Windows on three sides let the light in.
It’s a sure sign of approaching gentrification when a restaurant like 975 opens in one of Paris’s quartiers populaires, in this case the area around Métro Guy Moquet in northwestern Paris, not far from the Périphérique. Nothing against the restaurant, of course, which is a fine example of bistronomie, with its carefully selected ingredients and well-prepared dishes. The friendly service is provided by two young men who actually seem to enjoy and take pride in their work, and the decor is simple but attractive: black tables and classroom chairs in an aquarium-like space with big windows on three sides, their frames painted acid-yellow inside and out, so that you can’t miss the place as you approach it on the street.
The lunch menu here is a real bargain at €16 for a starter, plat du jour, dessert and coffee. Granted, the first and last courses were half the normal size, but that seemed appropriate at lunchtime, and the main course was generous.
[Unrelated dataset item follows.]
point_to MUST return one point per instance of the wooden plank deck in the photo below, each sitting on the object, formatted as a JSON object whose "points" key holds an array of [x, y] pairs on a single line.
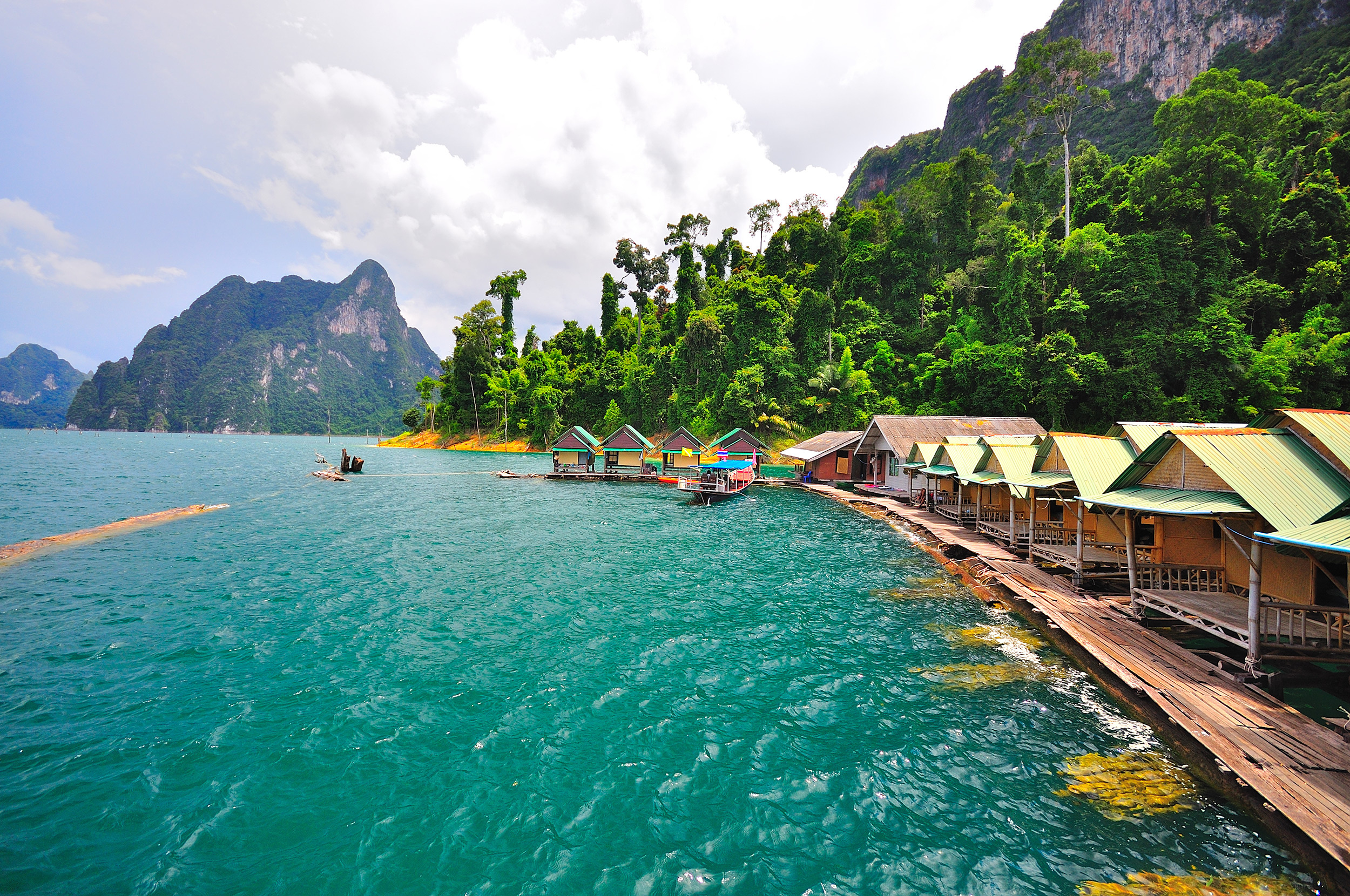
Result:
{"points": [[1065, 556], [1297, 767]]}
I chose this formule, and it was just right. It started with a small bowl of corn soup with
hazelnuts, lardons and spice-bread croutons. Creamy and delicious. My friend John, who had ordered two starters from the menu, liked it better than his own lettuce soup with
cockles, lardons and more of those spice-bread croutons, but I thought his was pretty tasty, too.
He continued with a fine, fresh-tasting tartare
of Salers beef, spiced up with Espelette pepper – green, not the usual red – and adorned with lovely tiny grilled red onions.
We shared my dessert, a mini-lemon tart (as
tart as a lemon tart should be) with a lovely crumbly shortbread crust, topped with a meringue kiss. Perfect.
The waiter recommended a fine, citrusy Sauvignon Blanc from Domaine François Cartier in the Touraine, priced at only €21.
I’m not sure I will make another special trip to the outer reaches of Paris to return to 975, but if ever I am looking for a restaurant in the environs, I will definitely go back.